Mama looks to the ceiling. “You’re always so angry. I… I didn’t wanna add to your burden.”
“Just like you weren’t gonna tell me about your cancer?”
Mama flinches. Just enough for Ella to notice. “I don’t wanna fight it. I just—” Then she allows herself a moment of release, of bitterness. “These doctors ain’t gonna help me with that anyway.” Then she’s back. She pats Ella’s hand. “It’s just enough that you’re here.”
When Mama slips back into slumber, Ella slides her hand out from beneath her mother’s.

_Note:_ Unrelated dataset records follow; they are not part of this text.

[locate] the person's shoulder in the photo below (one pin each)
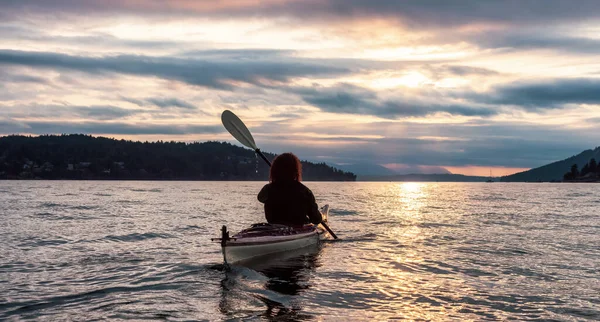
(303, 187)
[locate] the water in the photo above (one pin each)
(423, 251)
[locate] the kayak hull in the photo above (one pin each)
(235, 252)
(265, 239)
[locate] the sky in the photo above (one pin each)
(468, 86)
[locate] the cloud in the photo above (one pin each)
(94, 112)
(351, 99)
(170, 102)
(535, 39)
(9, 77)
(412, 13)
(545, 94)
(216, 73)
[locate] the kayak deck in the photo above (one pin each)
(266, 239)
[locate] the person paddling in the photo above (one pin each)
(287, 201)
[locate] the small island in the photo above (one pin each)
(85, 157)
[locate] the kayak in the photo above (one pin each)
(268, 239)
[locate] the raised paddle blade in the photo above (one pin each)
(238, 129)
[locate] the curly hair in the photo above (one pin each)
(286, 167)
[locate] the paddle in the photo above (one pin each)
(240, 132)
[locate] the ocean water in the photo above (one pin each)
(89, 250)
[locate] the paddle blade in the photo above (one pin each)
(238, 129)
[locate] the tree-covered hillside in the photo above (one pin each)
(555, 171)
(78, 156)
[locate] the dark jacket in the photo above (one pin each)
(289, 203)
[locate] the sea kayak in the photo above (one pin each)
(267, 239)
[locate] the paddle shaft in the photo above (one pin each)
(322, 222)
(263, 157)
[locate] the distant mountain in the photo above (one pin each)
(442, 177)
(366, 169)
(555, 170)
(78, 156)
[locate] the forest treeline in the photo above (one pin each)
(78, 156)
(589, 172)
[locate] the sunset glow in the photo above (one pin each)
(404, 85)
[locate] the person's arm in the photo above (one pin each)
(313, 213)
(263, 195)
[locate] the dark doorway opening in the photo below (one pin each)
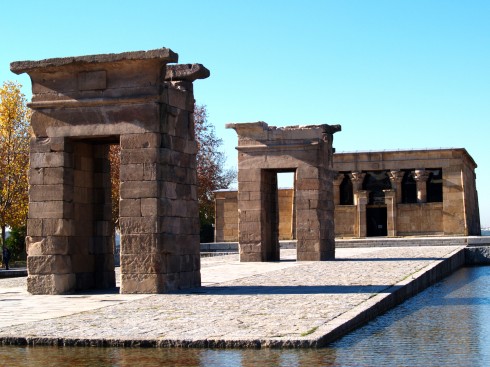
(376, 221)
(277, 216)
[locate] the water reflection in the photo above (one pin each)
(447, 325)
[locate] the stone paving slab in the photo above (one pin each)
(280, 304)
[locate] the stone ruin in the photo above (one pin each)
(82, 105)
(264, 151)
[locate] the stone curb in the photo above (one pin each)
(379, 303)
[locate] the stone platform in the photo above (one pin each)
(279, 304)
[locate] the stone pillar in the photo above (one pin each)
(390, 201)
(362, 201)
(50, 222)
(337, 181)
(396, 178)
(357, 178)
(421, 176)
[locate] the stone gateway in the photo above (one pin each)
(82, 105)
(264, 151)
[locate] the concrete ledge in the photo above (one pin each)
(477, 255)
(243, 292)
(394, 296)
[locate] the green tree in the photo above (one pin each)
(14, 157)
(211, 174)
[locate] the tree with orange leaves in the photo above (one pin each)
(14, 157)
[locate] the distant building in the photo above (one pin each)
(386, 193)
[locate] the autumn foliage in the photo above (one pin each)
(14, 157)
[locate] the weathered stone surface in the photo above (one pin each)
(81, 105)
(456, 213)
(263, 152)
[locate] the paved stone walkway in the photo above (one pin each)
(285, 303)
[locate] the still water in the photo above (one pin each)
(446, 325)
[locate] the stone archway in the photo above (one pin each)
(80, 106)
(262, 152)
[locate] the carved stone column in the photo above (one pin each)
(357, 178)
(396, 178)
(362, 200)
(421, 176)
(337, 181)
(390, 201)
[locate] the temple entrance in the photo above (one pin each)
(376, 221)
(81, 105)
(278, 214)
(93, 259)
(263, 152)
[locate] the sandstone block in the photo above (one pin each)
(140, 141)
(130, 207)
(50, 209)
(53, 159)
(139, 189)
(136, 225)
(49, 264)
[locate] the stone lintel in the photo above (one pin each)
(164, 54)
(187, 72)
(261, 131)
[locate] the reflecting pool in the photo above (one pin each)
(446, 325)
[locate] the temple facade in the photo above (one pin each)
(387, 193)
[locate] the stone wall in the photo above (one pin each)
(81, 106)
(457, 214)
(265, 151)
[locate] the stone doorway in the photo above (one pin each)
(376, 221)
(81, 105)
(263, 151)
(272, 216)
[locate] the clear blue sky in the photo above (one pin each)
(394, 74)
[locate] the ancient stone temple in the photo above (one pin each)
(406, 193)
(386, 194)
(264, 151)
(82, 105)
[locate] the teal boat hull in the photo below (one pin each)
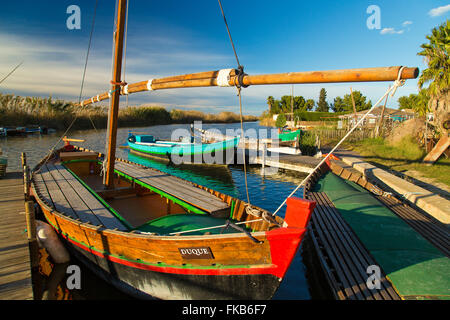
(221, 152)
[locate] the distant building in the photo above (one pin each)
(372, 118)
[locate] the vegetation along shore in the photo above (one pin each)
(58, 114)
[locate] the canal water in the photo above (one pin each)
(267, 192)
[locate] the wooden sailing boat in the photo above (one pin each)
(184, 151)
(152, 234)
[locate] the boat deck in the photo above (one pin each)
(15, 260)
(173, 186)
(416, 267)
(343, 257)
(62, 191)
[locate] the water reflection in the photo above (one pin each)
(266, 192)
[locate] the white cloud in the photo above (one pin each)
(391, 31)
(439, 11)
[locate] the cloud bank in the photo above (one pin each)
(439, 11)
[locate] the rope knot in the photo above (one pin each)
(239, 79)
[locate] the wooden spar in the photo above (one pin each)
(115, 93)
(353, 103)
(210, 79)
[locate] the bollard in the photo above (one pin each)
(31, 233)
(48, 238)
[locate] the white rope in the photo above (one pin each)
(149, 85)
(223, 78)
(397, 83)
(216, 227)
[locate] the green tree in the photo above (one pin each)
(361, 102)
(270, 103)
(436, 54)
(281, 121)
(417, 102)
(322, 104)
(339, 105)
(309, 104)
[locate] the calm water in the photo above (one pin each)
(265, 192)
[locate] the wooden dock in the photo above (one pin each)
(15, 266)
(344, 258)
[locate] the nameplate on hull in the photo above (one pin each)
(196, 253)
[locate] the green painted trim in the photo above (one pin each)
(114, 212)
(79, 160)
(185, 205)
(232, 209)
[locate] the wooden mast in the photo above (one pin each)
(115, 93)
(210, 79)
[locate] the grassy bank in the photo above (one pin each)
(405, 156)
(58, 114)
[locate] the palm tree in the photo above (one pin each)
(270, 102)
(436, 54)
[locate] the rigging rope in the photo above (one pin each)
(239, 85)
(253, 212)
(125, 53)
(87, 59)
(392, 90)
(12, 71)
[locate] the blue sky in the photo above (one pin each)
(175, 37)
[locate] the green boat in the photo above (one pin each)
(221, 152)
(288, 135)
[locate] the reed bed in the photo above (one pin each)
(59, 114)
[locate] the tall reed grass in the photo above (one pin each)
(59, 114)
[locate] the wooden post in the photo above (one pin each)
(26, 183)
(31, 234)
(354, 106)
(379, 129)
(263, 168)
(31, 222)
(115, 94)
(24, 159)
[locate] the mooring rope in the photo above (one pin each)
(81, 89)
(392, 90)
(87, 59)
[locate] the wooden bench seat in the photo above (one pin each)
(59, 188)
(174, 186)
(343, 257)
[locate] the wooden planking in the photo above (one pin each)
(344, 257)
(70, 197)
(173, 182)
(15, 266)
(73, 199)
(174, 186)
(57, 197)
(97, 209)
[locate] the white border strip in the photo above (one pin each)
(223, 78)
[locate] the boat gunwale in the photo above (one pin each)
(136, 233)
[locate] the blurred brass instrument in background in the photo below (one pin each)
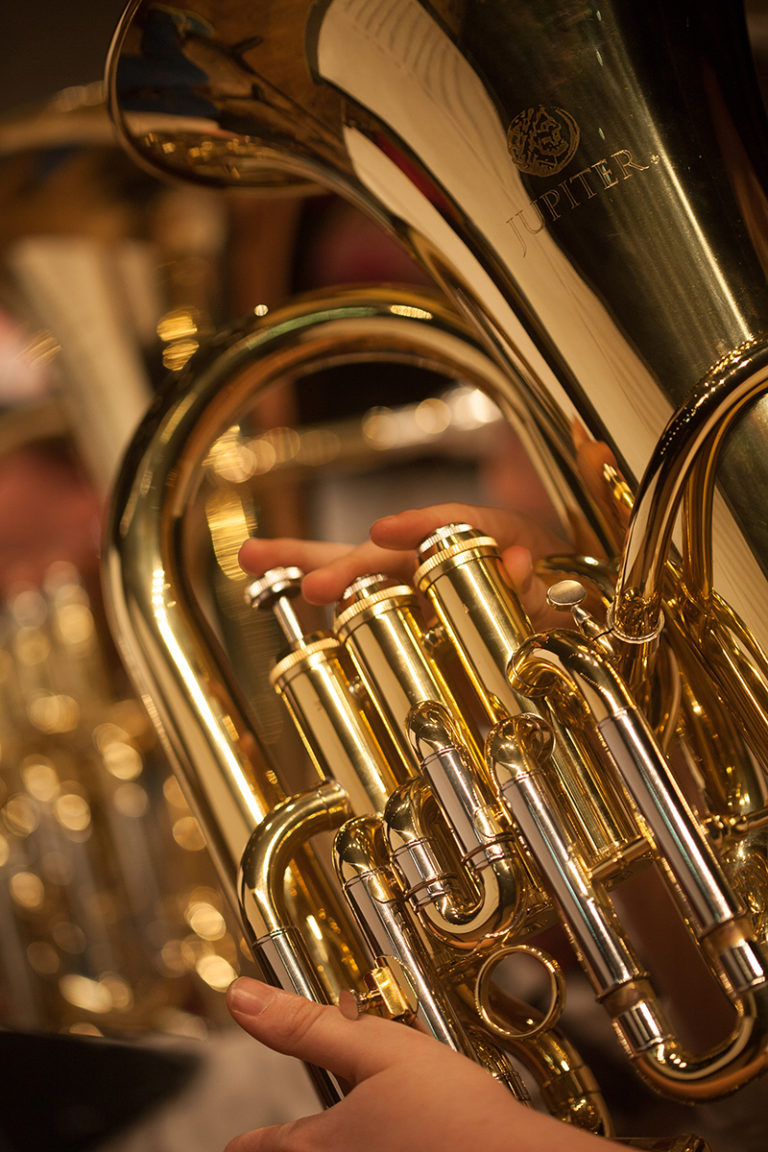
(586, 186)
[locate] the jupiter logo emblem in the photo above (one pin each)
(541, 141)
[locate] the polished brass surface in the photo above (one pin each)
(586, 184)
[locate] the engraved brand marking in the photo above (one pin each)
(575, 191)
(542, 141)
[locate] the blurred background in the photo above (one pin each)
(115, 944)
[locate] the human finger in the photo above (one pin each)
(317, 1033)
(407, 529)
(326, 584)
(259, 554)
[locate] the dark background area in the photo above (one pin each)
(46, 45)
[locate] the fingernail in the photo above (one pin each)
(248, 995)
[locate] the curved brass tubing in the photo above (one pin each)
(564, 665)
(461, 915)
(698, 426)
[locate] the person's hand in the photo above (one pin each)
(408, 1090)
(392, 550)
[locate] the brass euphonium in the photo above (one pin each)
(585, 182)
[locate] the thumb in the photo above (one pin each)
(317, 1033)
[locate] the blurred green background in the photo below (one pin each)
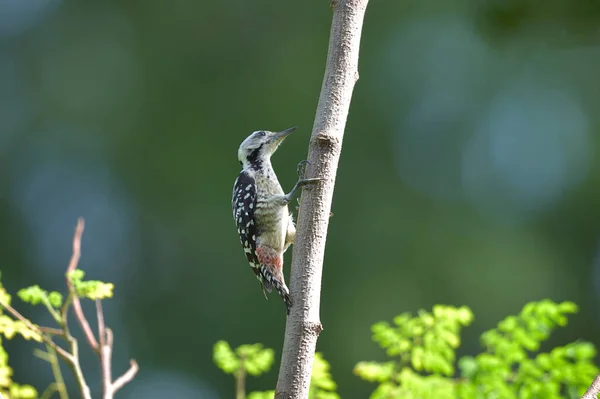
(468, 174)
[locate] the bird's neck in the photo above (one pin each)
(258, 165)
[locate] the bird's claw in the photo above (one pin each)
(301, 168)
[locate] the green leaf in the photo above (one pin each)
(33, 295)
(262, 395)
(55, 299)
(257, 360)
(468, 367)
(373, 371)
(225, 358)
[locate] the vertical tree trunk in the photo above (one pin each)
(303, 324)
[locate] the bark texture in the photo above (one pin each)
(303, 324)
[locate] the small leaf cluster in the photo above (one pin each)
(322, 385)
(511, 367)
(256, 360)
(422, 352)
(9, 328)
(425, 343)
(252, 359)
(92, 289)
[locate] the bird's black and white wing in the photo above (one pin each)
(243, 203)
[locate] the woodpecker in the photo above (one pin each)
(260, 209)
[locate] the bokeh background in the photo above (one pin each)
(468, 176)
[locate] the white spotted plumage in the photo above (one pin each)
(262, 218)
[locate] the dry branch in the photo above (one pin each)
(303, 324)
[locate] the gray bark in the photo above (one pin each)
(303, 324)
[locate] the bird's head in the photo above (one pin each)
(260, 145)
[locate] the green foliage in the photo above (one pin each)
(254, 359)
(422, 349)
(34, 295)
(9, 328)
(257, 360)
(92, 289)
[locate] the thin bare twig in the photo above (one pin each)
(59, 385)
(105, 352)
(77, 309)
(303, 324)
(127, 376)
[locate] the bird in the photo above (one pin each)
(260, 209)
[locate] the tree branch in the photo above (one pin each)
(303, 324)
(79, 315)
(593, 390)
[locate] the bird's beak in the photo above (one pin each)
(281, 135)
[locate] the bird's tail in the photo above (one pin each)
(269, 280)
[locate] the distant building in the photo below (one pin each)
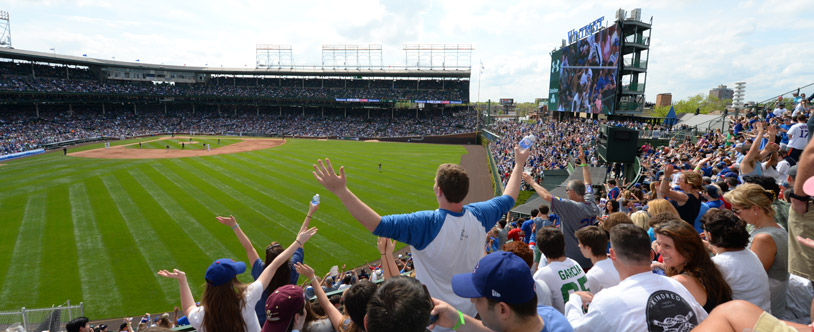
(722, 92)
(664, 99)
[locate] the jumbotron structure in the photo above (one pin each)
(31, 79)
(602, 69)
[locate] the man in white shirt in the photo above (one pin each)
(593, 241)
(798, 138)
(779, 111)
(643, 301)
(562, 274)
(445, 241)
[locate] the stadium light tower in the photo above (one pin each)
(438, 56)
(352, 56)
(5, 29)
(270, 56)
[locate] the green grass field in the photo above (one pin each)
(97, 230)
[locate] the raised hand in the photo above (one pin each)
(528, 178)
(305, 270)
(521, 155)
(324, 173)
(175, 274)
(581, 155)
(669, 170)
(447, 315)
(303, 236)
(228, 221)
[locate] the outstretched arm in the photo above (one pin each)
(544, 194)
(282, 258)
(664, 188)
(389, 266)
(805, 170)
(513, 186)
(187, 302)
(337, 184)
(311, 210)
(755, 149)
(448, 317)
(244, 240)
(586, 173)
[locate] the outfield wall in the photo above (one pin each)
(21, 154)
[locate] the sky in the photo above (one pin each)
(695, 45)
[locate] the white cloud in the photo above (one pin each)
(696, 45)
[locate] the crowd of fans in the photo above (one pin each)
(694, 246)
(22, 131)
(557, 142)
(28, 78)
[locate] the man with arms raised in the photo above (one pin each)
(445, 241)
(643, 301)
(575, 212)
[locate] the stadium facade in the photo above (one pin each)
(30, 79)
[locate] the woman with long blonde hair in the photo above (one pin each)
(753, 204)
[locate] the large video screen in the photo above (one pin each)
(588, 73)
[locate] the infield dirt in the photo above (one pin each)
(121, 152)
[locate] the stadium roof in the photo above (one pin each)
(11, 53)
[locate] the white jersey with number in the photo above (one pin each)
(602, 275)
(798, 136)
(563, 279)
(642, 302)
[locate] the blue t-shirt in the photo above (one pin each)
(257, 269)
(613, 193)
(716, 204)
(554, 220)
(784, 136)
(554, 320)
(526, 228)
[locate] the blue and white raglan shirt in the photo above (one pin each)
(445, 243)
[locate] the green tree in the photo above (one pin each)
(689, 105)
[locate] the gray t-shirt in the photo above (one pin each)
(573, 216)
(778, 273)
(502, 236)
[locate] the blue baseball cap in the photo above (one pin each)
(501, 276)
(223, 270)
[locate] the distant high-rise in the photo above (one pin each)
(722, 92)
(740, 92)
(664, 99)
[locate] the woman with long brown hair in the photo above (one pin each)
(687, 261)
(228, 304)
(284, 274)
(688, 200)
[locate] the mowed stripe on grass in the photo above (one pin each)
(96, 231)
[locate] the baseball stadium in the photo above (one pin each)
(589, 210)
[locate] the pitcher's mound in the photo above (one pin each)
(120, 152)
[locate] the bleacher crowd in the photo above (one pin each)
(709, 240)
(557, 142)
(25, 77)
(23, 131)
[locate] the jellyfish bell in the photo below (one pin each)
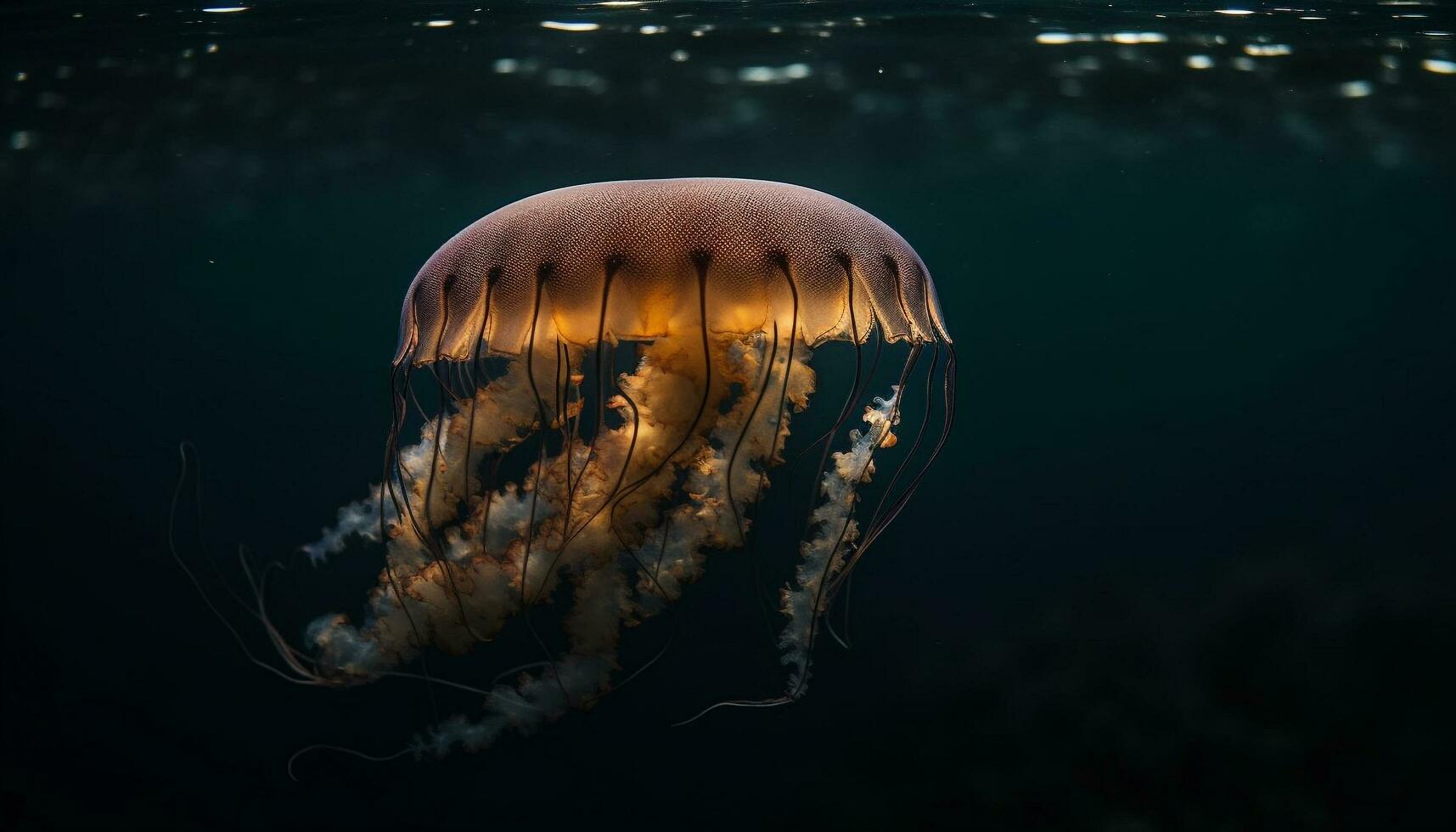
(546, 471)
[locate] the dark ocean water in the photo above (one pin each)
(1185, 563)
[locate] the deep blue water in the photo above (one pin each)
(1185, 563)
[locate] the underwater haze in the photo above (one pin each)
(1189, 555)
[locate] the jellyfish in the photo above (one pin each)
(635, 353)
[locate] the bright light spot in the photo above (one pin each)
(1136, 38)
(561, 26)
(773, 75)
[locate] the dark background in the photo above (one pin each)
(1187, 559)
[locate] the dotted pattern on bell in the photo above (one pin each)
(661, 256)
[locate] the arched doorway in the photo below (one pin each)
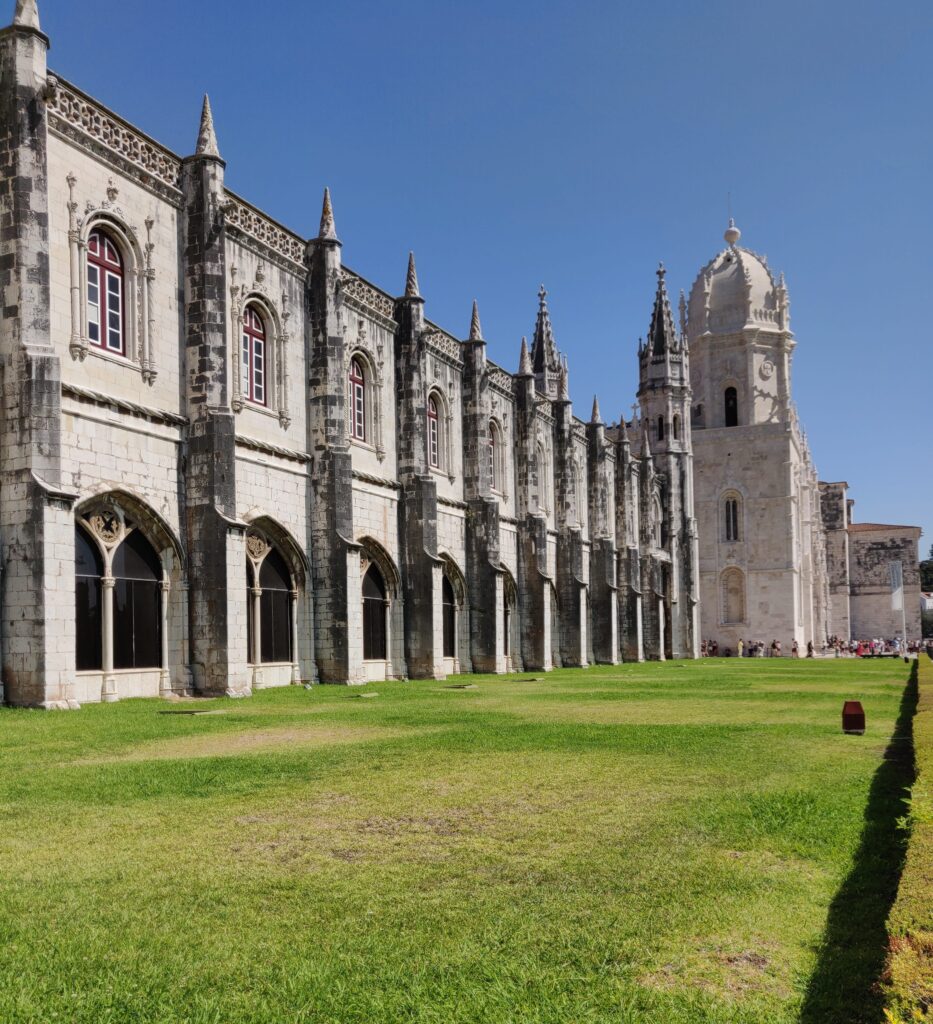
(375, 604)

It’s not until she exits the hospital, leaving behind a double to watch for any change in condition, that she realizes the gift Mama has just given her.
Mama had seen the look in Ella’s eyes when Ella had said “I almost killed you,” then she had let Ella see what she saw.
“They almost killed you.”
Mama’s only moment of bitterness. Of rage, of malice, of hurt. The only moment of truth into which she had let her daughter.
And it’s enough to set Ella free.
They don’t tell me why I finally got out of solitary, but I’m pretty sure it’s because there’s not enough space in the jail, and I gotta make room for another guy.